1348: The Pope Protects Jews accused of Causing the Plague

1348: The Pope Protects Jews accused of Causing the Plague
Photo Credit To Wikipedia Commons/ "Avignon, Palais des Papes by JM Rosier" by Jean-Marc Rosier from http://www.rosier.pro. Licensed under CC BY-SA 3.0 via Wikimedia Commons.

Story Highlights

  • Historical event:
  • 6 July 1348
  • The plague known as "Black Death" was the largest epidemic in the history of Europe and killed somewhere between 30% and 60% of the entire population. The Pope stated in his bull that those who accuse the Jews for the plague are seduced by the liar Devil. The plague, of course, was not caused by the Jews, but the bacteria with the Latin name Yersinia pestis. Just to mention, Pope Clement VI reigned from Avignon, from the magnificent papal palace, which still exists today.

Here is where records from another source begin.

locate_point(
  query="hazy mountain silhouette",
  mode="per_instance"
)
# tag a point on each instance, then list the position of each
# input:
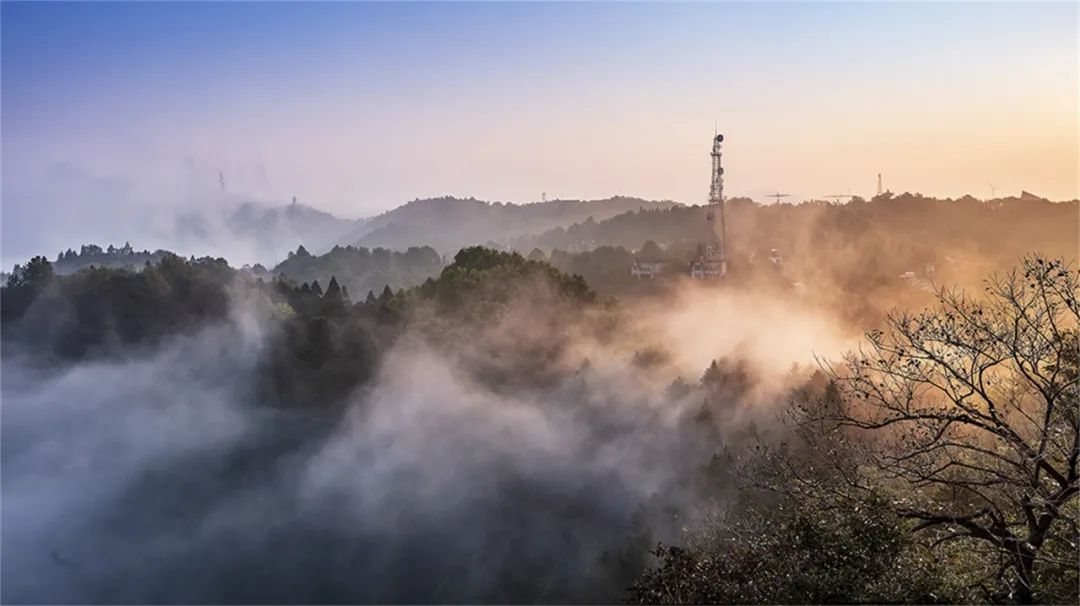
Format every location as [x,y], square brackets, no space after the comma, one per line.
[447,224]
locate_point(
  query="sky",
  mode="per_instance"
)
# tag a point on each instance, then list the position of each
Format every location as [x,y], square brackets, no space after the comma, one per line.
[107,109]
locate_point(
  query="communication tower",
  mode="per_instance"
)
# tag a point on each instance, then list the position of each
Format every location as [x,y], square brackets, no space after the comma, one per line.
[714,261]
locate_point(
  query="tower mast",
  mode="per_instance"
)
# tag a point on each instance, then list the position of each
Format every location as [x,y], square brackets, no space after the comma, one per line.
[716,200]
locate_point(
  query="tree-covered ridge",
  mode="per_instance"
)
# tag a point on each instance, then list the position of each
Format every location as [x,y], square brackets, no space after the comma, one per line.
[359,270]
[70,261]
[325,344]
[448,224]
[886,236]
[940,463]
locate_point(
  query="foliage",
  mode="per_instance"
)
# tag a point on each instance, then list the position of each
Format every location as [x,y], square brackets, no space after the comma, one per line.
[805,551]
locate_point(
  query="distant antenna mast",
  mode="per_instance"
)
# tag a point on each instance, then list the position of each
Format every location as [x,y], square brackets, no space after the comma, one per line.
[716,199]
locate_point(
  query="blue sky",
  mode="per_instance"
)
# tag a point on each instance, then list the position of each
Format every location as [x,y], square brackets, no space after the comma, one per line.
[358,107]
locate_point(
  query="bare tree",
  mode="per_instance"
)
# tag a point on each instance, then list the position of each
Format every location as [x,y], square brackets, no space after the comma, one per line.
[973,408]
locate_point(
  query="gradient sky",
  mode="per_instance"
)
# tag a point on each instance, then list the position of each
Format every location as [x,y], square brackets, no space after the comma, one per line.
[359,107]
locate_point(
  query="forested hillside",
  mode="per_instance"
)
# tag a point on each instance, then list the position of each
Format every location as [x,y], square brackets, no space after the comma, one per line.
[448,224]
[503,416]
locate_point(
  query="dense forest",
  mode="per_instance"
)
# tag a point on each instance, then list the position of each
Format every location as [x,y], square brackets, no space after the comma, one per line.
[527,429]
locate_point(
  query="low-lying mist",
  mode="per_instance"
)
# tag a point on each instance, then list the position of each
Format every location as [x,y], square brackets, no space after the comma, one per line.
[161,477]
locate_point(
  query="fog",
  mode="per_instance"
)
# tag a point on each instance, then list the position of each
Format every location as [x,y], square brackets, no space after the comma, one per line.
[159,476]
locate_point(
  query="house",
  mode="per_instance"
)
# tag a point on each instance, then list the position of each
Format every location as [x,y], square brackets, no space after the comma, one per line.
[646,269]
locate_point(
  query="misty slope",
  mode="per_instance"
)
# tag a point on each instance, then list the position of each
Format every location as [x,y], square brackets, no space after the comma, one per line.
[252,232]
[448,224]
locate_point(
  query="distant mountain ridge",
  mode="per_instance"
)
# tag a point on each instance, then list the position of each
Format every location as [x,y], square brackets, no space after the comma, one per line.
[448,224]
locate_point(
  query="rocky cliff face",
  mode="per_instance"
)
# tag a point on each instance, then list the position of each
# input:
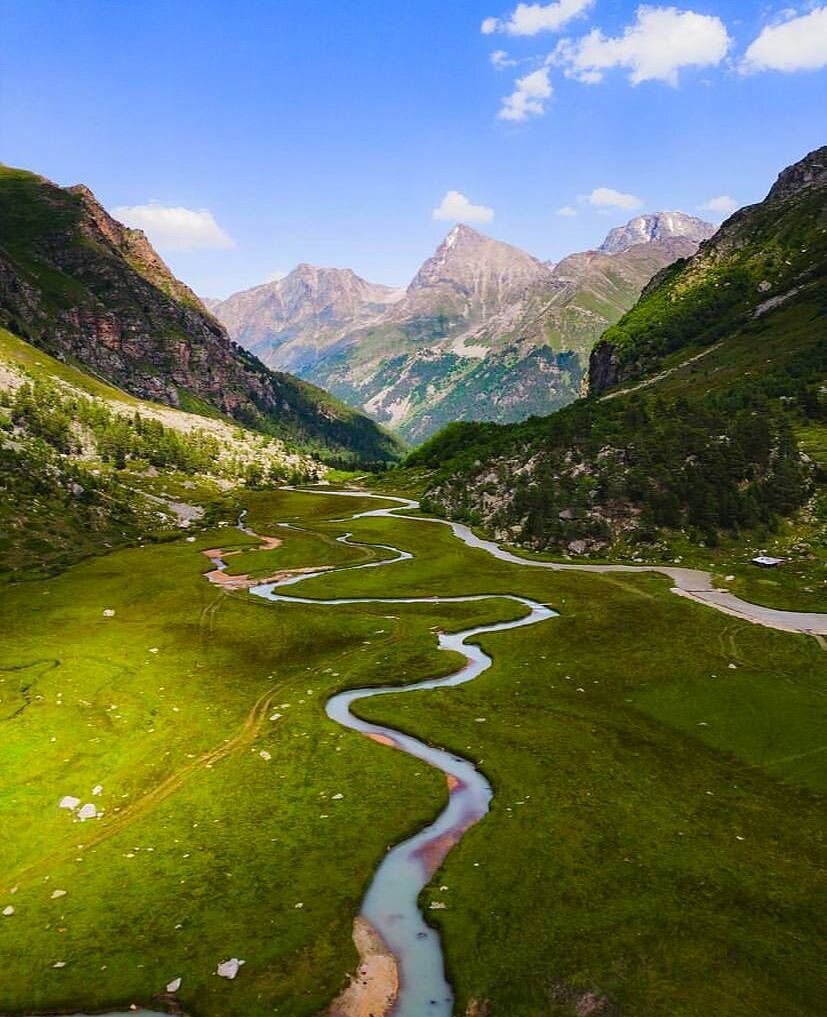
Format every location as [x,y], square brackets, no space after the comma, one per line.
[85,288]
[762,257]
[658,226]
[472,277]
[484,332]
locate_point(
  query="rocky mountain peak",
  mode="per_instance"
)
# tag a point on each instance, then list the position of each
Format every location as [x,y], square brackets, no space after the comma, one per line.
[810,171]
[656,226]
[471,262]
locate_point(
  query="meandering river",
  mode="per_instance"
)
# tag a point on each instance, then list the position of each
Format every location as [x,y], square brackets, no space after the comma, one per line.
[391,904]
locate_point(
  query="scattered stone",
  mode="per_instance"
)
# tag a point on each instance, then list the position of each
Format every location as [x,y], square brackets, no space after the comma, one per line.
[229,968]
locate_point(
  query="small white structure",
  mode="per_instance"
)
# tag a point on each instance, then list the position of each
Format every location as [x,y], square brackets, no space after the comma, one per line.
[229,968]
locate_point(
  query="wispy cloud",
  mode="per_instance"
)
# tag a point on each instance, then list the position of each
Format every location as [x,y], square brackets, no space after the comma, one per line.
[531,18]
[655,47]
[528,98]
[174,228]
[500,59]
[722,205]
[456,207]
[607,197]
[798,44]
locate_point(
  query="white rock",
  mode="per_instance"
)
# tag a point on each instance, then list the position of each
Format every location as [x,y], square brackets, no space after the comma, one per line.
[229,968]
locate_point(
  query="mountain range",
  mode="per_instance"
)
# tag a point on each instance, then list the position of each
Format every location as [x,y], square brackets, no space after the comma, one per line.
[707,408]
[82,287]
[483,332]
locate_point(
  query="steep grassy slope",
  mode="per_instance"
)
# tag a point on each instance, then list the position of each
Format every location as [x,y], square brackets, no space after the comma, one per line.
[438,358]
[84,466]
[81,286]
[717,433]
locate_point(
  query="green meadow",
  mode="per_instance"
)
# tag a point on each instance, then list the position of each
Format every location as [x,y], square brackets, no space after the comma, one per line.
[658,772]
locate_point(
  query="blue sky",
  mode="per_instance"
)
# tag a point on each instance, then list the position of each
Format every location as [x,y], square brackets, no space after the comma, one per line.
[249,136]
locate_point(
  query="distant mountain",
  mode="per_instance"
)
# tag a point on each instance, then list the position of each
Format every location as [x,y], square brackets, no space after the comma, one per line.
[84,288]
[658,226]
[289,322]
[484,331]
[708,408]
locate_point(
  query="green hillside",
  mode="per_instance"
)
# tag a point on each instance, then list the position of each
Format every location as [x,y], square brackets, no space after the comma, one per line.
[711,444]
[82,287]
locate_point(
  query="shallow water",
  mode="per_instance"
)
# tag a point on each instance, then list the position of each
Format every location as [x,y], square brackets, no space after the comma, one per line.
[391,904]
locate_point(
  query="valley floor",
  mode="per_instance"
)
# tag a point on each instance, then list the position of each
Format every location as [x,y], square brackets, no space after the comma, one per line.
[654,841]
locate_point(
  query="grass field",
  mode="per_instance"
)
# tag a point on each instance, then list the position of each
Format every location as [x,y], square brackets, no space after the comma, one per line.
[655,836]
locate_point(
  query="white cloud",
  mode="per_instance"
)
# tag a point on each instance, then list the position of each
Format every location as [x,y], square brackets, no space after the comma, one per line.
[528,98]
[723,204]
[607,197]
[531,18]
[500,59]
[174,228]
[800,44]
[457,207]
[661,42]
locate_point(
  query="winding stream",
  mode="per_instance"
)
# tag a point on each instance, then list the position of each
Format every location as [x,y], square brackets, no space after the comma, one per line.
[391,902]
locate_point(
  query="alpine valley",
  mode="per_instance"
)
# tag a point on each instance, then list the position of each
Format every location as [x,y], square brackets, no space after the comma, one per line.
[297,721]
[484,331]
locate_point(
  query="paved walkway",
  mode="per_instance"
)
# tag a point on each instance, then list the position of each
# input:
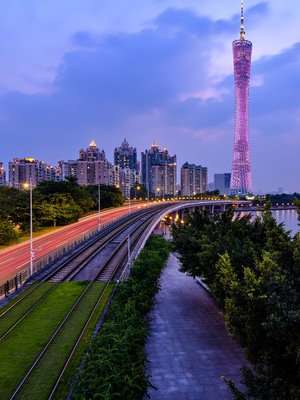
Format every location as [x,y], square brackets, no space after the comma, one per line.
[189,348]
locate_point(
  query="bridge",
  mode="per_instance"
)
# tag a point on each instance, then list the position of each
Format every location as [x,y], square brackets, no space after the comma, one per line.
[178,210]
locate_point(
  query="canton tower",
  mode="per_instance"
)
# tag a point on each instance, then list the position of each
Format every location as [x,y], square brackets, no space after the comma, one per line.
[241,179]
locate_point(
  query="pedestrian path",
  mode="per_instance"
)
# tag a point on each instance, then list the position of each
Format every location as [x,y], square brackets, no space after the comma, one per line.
[189,348]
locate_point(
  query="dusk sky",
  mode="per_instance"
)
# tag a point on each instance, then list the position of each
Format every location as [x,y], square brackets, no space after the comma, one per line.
[150,70]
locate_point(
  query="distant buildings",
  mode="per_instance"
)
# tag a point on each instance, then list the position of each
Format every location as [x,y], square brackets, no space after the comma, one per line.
[222,183]
[193,179]
[30,170]
[128,167]
[158,174]
[159,171]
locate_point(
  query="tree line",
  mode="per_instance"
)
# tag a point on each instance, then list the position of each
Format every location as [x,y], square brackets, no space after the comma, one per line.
[53,204]
[252,268]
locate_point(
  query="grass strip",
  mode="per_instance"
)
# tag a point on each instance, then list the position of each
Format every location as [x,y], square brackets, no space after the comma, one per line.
[115,358]
[20,348]
[36,386]
[10,316]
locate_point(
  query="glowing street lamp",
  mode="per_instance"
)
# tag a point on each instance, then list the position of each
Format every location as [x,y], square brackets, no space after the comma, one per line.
[99,222]
[26,185]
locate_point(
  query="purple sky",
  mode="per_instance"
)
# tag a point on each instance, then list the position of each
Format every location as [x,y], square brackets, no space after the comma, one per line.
[76,70]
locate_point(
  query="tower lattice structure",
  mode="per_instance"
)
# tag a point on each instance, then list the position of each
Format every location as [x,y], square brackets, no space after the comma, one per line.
[241,177]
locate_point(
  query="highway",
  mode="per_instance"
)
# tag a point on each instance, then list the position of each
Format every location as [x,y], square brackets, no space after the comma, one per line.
[15,258]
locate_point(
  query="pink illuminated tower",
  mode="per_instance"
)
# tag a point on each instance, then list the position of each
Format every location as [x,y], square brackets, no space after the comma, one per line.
[241,179]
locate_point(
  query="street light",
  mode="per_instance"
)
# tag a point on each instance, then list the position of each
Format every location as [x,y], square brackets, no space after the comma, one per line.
[31,241]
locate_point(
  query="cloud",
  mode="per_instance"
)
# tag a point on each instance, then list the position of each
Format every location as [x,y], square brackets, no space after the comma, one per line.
[171,81]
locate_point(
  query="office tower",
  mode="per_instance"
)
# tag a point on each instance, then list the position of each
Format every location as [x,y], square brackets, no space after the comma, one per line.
[92,166]
[159,171]
[125,156]
[125,161]
[27,170]
[2,175]
[90,169]
[193,179]
[222,183]
[241,179]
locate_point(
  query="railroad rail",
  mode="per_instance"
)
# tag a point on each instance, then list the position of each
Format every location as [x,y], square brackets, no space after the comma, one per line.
[112,248]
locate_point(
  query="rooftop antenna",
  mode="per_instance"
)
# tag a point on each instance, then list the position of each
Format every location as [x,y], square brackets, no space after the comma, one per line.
[242,32]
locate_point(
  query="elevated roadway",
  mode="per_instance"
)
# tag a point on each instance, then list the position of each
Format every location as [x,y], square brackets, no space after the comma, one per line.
[15,259]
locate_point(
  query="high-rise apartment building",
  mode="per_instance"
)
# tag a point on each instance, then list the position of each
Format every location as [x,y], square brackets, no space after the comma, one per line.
[128,167]
[91,167]
[193,179]
[126,156]
[159,171]
[222,183]
[29,170]
[241,177]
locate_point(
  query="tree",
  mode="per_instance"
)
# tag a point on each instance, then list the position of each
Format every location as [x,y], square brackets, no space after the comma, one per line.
[7,232]
[262,315]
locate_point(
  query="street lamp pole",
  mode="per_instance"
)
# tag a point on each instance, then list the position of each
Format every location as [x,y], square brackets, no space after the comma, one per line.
[31,241]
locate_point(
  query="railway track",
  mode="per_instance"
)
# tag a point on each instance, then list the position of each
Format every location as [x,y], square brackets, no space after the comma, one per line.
[101,261]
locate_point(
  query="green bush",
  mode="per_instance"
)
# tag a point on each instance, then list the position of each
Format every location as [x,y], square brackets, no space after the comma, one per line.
[115,358]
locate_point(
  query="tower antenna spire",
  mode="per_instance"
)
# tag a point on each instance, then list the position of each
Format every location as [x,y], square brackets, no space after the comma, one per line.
[242,32]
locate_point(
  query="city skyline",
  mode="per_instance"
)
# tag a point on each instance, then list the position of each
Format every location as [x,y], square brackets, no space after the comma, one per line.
[155,71]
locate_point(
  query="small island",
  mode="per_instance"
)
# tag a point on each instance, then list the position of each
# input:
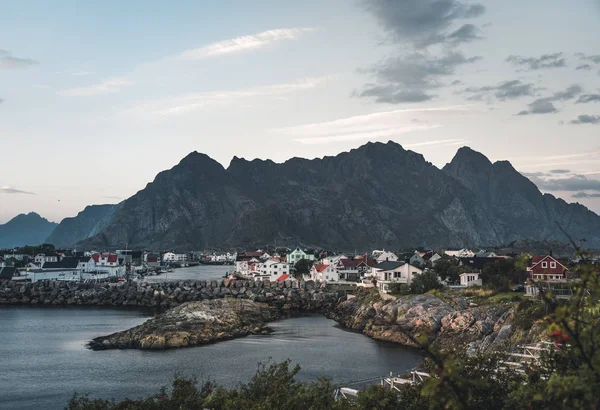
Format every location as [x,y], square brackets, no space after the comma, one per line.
[194,324]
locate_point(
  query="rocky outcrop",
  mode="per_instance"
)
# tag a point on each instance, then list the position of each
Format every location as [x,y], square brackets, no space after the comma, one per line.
[303,296]
[30,229]
[89,222]
[193,324]
[355,199]
[514,205]
[452,324]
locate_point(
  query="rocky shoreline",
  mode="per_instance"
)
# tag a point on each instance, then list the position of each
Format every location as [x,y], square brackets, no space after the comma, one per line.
[450,324]
[293,295]
[194,324]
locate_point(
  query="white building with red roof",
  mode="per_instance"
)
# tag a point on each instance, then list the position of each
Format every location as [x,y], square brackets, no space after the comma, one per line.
[271,269]
[324,273]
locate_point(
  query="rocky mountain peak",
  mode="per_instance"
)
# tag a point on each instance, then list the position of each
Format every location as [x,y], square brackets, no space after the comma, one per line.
[467,157]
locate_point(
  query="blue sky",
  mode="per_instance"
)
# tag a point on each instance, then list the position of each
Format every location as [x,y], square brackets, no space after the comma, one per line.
[96,98]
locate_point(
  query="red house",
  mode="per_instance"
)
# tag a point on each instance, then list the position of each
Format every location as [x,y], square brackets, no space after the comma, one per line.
[547,268]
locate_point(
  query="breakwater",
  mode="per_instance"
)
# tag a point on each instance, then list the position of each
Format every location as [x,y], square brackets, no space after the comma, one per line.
[306,296]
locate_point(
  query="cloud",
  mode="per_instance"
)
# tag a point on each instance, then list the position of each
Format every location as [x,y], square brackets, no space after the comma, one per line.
[362,127]
[447,142]
[555,60]
[507,90]
[410,78]
[585,195]
[545,105]
[586,98]
[370,136]
[540,106]
[82,73]
[243,43]
[425,22]
[594,58]
[531,175]
[108,86]
[197,101]
[465,34]
[10,190]
[8,62]
[574,182]
[586,119]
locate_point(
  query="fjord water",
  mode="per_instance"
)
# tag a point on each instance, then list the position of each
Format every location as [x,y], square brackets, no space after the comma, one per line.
[43,358]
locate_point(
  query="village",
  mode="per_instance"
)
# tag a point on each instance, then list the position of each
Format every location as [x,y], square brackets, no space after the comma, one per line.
[390,272]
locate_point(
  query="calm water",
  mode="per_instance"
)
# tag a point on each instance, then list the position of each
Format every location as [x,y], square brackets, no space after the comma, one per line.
[43,359]
[202,272]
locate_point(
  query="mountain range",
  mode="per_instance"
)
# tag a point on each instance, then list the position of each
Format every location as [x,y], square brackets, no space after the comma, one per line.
[378,195]
[30,229]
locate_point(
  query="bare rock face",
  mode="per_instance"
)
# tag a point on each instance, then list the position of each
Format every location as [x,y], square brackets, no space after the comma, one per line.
[193,324]
[447,325]
[379,195]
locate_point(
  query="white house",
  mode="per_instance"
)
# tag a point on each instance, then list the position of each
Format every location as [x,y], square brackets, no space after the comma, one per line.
[324,273]
[64,274]
[390,272]
[174,257]
[417,259]
[384,256]
[16,256]
[297,255]
[332,260]
[107,263]
[436,257]
[86,264]
[470,279]
[42,258]
[461,253]
[272,269]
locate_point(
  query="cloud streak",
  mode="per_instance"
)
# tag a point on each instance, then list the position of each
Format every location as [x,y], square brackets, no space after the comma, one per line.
[426,22]
[545,105]
[361,136]
[364,127]
[585,195]
[8,62]
[198,101]
[555,60]
[586,119]
[408,79]
[506,90]
[243,43]
[108,86]
[10,190]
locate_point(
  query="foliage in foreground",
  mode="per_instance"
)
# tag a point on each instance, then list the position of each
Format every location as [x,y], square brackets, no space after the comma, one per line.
[567,377]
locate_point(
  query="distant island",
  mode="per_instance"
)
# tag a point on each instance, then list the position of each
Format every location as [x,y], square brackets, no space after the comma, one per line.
[378,195]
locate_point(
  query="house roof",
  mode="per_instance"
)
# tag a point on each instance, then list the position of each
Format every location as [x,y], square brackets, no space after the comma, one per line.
[66,263]
[388,265]
[7,272]
[320,267]
[538,259]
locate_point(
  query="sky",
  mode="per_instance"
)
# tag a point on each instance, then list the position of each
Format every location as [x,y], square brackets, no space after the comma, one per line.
[96,98]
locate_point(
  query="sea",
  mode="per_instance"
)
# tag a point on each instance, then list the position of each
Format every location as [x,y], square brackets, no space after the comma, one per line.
[44,359]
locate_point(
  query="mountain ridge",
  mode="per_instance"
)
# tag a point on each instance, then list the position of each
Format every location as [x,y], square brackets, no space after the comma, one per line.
[376,195]
[25,229]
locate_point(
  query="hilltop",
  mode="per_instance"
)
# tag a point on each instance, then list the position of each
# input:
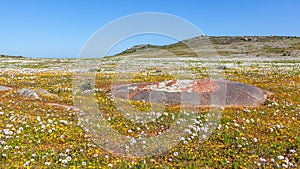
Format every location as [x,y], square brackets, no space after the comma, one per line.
[266,46]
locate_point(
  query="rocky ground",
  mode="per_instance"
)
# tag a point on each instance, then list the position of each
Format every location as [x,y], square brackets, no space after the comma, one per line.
[40,127]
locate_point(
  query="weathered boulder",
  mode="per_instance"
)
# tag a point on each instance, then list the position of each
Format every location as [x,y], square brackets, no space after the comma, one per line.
[200,92]
[4,88]
[27,93]
[45,93]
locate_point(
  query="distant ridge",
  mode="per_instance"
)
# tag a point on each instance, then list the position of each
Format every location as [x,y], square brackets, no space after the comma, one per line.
[10,56]
[228,45]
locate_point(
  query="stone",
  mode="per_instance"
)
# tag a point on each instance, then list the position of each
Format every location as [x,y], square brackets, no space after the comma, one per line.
[42,92]
[200,92]
[27,93]
[4,88]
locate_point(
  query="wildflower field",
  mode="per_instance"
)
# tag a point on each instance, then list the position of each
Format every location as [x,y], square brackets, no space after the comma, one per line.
[47,133]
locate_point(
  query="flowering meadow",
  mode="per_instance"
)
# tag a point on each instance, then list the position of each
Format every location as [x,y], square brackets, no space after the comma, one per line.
[47,132]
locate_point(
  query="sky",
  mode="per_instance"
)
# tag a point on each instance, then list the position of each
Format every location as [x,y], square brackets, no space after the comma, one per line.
[60,28]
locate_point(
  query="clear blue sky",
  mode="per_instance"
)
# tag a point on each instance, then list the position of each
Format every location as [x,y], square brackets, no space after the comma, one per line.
[59,28]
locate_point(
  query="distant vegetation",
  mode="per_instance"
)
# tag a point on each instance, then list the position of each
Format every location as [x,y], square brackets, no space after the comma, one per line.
[10,56]
[230,45]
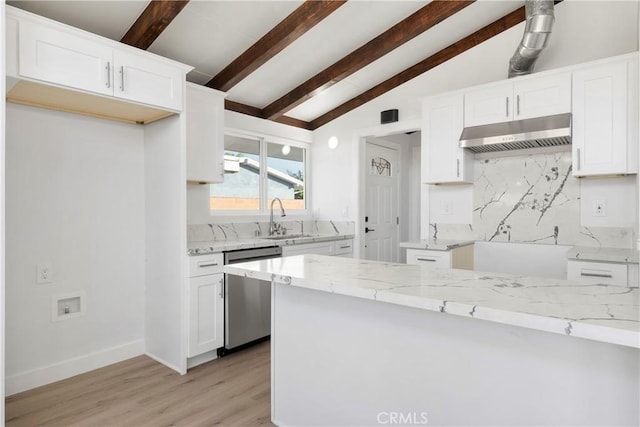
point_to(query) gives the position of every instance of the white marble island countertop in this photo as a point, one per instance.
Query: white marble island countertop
(603, 313)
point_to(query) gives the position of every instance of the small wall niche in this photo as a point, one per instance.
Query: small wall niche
(67, 306)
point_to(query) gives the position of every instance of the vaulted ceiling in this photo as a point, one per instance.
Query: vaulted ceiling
(302, 63)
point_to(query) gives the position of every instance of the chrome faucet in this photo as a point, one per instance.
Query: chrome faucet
(273, 227)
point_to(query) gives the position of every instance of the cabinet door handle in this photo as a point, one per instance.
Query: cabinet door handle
(210, 264)
(605, 275)
(122, 78)
(108, 67)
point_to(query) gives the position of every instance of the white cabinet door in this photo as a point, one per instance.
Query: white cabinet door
(63, 58)
(605, 120)
(144, 79)
(443, 160)
(542, 96)
(488, 105)
(522, 98)
(206, 314)
(430, 258)
(205, 134)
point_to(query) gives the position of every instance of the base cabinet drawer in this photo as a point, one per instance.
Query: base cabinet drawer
(343, 248)
(436, 259)
(598, 272)
(200, 265)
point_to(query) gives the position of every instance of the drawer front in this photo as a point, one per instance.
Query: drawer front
(201, 265)
(597, 272)
(437, 259)
(344, 247)
(324, 248)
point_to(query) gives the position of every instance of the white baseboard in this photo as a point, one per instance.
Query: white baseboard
(23, 381)
(194, 361)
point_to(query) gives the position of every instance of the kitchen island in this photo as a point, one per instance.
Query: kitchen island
(358, 342)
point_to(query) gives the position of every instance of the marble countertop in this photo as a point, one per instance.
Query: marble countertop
(216, 246)
(586, 253)
(603, 313)
(436, 244)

On this day, Pope Clement VI issued a papal bull, in which he condemned the violence against the Jews.

Namely, many Europeans at that time accused the Jews for causing the great epidemic of plague, the so-called Black Death. 

It was the largest epidemic in the history of Europe and it is estimated that it killed somewhere between 30% and 60% of the entire population of Europe. 

The peak of the epidemic was from 1348 till 1350. The Pope stated in his bull that those who accuse the Jews for the plague are seduced by the liar Devil.

He urged clergy to protect the Jews, as he did. Just to note, Clement VI was the fourth Avignon pope and a Frenchman by nationality, born under the name Pierre Roger. 

The plague, of course, was not caused by the Jews, but the bacteria with the Latin name Yersinia pestis. 

It seems that the disease originated in China or Central Asia, from where it spread along the Silk Road to the Black Sea, and then by Genoa’s galleys throughout Europe. 

It is assumed that the germs of plague were transmitted by fleas that lived on black rats. 

These rats, namely, were regular stowaways on merchant ships and thus ensured the expansion of the most terrifying disease in the history of Europe.